The combination of these two poorly identified websites puts PriceWaterhouseCoopers in a very bad situation. People who look for the company under PWC.com can't immediately tell that they are in the wrong place. And if people seeking an accounting or auditing firm happen to find PWCGlobal.com , they might not realize that they are in the right place.
Next, see the home page of Acer Corporation (Figure 1.3). What business is it in? It makes and sells computer equipment, but you couldn't tell that from its home page. To figure out what this website (and the company) is about, you have to go a few pages into the site.
Acer's home page asks, "Which word best describes Acer?" I'll guess that many visitors leave it set to Don't know.
As an example of a website that explains its identity and purpose very well, check out the home page of Earthwatch (Figure 1.4). I don't have to explain what Earthwatch is; you can tell from its home page.
37 Signals is a Web design firm. In early 2002, its website was clearly meant to show how unconventional and "bleeding edge" the firm was. The problem was, the home page was so unconventional that it provided no clues about what the company does (Figure 1.5). To find out what it does, visitors had to follow the link to the Start page. Not a good quality for the website of a Web design firm to have.

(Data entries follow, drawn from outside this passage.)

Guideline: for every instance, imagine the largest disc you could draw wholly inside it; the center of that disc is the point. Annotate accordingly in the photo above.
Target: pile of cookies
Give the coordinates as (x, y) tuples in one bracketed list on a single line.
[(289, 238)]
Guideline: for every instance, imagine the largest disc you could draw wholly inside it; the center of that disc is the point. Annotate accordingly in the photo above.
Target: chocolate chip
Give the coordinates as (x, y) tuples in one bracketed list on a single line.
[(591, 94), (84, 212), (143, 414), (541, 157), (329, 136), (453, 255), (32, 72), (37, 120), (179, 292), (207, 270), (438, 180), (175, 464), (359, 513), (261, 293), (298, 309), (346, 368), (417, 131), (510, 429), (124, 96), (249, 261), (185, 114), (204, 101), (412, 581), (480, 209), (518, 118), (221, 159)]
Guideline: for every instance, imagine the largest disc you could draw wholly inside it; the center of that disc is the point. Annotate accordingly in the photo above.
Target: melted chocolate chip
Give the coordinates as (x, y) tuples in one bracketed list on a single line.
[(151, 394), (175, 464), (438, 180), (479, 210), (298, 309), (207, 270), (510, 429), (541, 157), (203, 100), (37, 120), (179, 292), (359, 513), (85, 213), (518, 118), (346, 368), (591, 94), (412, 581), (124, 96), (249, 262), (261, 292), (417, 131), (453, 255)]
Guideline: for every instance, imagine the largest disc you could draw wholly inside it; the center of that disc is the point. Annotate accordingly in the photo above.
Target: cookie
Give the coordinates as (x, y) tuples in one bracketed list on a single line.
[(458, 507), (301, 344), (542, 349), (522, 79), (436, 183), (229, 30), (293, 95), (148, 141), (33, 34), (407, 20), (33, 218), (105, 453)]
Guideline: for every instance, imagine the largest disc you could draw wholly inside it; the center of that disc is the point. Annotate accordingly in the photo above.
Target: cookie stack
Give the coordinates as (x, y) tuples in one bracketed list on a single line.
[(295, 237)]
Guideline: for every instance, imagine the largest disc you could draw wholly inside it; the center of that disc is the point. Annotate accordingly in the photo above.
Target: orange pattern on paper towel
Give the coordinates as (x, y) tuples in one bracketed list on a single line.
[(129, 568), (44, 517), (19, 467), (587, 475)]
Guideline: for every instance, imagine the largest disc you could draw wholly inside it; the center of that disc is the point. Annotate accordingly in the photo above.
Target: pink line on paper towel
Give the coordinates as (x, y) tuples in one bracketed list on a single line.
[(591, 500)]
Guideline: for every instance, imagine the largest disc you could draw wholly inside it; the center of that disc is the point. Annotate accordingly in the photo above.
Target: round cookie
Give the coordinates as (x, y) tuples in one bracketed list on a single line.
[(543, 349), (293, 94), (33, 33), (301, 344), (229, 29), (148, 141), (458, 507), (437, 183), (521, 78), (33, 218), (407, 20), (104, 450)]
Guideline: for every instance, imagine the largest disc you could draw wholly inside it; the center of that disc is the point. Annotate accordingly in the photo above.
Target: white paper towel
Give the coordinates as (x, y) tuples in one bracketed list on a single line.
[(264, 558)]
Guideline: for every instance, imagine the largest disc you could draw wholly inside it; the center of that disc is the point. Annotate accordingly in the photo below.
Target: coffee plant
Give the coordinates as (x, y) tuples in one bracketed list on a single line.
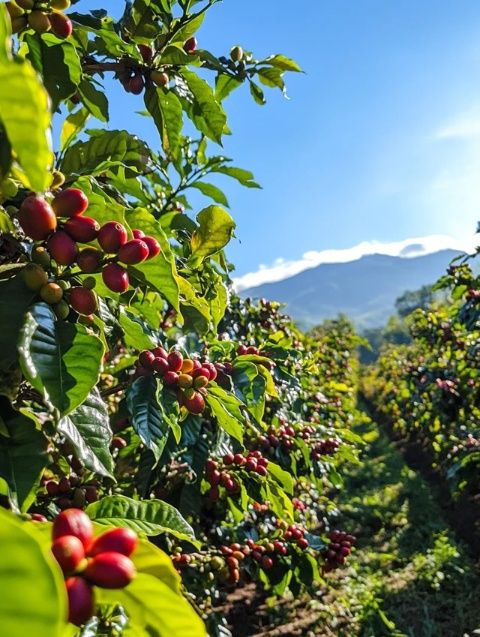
[(428, 390), (161, 440)]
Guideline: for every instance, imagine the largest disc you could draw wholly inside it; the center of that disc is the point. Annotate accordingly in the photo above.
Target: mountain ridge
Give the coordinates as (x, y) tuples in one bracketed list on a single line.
[(364, 289)]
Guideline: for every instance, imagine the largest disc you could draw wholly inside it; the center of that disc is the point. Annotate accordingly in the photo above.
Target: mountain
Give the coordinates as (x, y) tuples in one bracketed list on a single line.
[(365, 289)]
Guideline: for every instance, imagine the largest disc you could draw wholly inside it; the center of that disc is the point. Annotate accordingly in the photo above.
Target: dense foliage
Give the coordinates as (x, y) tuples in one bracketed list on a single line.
[(136, 390), (428, 390)]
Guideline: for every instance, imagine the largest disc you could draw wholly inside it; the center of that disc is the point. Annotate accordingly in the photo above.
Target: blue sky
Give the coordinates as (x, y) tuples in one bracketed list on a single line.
[(380, 139)]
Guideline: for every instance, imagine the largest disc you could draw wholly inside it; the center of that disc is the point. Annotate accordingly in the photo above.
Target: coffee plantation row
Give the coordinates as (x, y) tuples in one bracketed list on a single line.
[(161, 441)]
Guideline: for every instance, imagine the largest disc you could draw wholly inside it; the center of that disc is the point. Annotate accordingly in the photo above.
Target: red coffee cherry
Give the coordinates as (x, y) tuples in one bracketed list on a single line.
[(110, 570), (112, 236), (190, 45), (89, 259), (61, 25), (73, 522), (69, 552), (62, 248), (115, 278), (196, 404), (81, 603), (37, 218), (132, 252), (119, 540), (83, 229), (175, 361), (83, 300), (70, 203), (153, 246)]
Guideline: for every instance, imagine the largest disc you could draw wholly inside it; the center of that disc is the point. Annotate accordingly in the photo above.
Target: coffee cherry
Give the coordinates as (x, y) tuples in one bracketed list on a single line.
[(34, 277), (135, 84), (37, 218), (81, 603), (61, 26), (236, 53), (112, 236), (51, 293), (110, 570), (89, 259), (146, 52), (175, 361), (153, 246), (159, 78), (83, 300), (62, 248), (115, 278), (83, 229), (70, 203), (119, 540), (73, 522), (69, 552), (190, 45), (196, 404), (132, 252), (160, 365), (59, 5)]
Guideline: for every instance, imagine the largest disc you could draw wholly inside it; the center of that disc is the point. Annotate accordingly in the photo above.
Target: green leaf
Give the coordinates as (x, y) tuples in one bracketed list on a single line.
[(103, 151), (215, 230), (15, 298), (61, 360), (147, 415), (224, 85), (88, 429), (151, 517), (244, 177), (205, 112), (25, 114), (284, 63), (153, 606), (57, 63), (94, 100), (209, 190), (23, 454), (72, 126), (32, 591), (227, 410), (166, 110)]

Predictably, the company soon realized this home page wasn't working and radically redesigned it; which is to say, the company redesigned it to be less radical . By June 2002, 37 Signals had a new home page (Figure 1.6).
Some people might say the new home page is too conventional. Okay, maybe an image or two might jazz it up a bit, but the purpose of this site is not to entertain ; it is to inform . The main question to ask is, therefore, can people tell where they are, and can they find what they are looking for? Without a doubt, the answer is yes.
What makes Earthwatch's home page and 37 Signals' revised home page so successful at summarizing the purpose of their respective organizations and the content of the site? These sites have most or all of the following characteristics:
Organization name is placed prominently.
Organization name is fairly self-explanatory.
Brief textual summary of the organization's purpose is presented.
Picture(s) illustrate the organization's product or service.
Labels of links to other pages provide good overview of site contents.
Although all of these features act in concert to clarify the site's purpose, the most important one is the brief textual summary; it is mainly this that the sites shown as blooper examples lack.
Both the textual summary and the pictures need to make sense to organizational outsiders ( assuming the site is intended for outsiders). In particular, the textual summary should not rely on industry jargon or company organization names or abbreviations.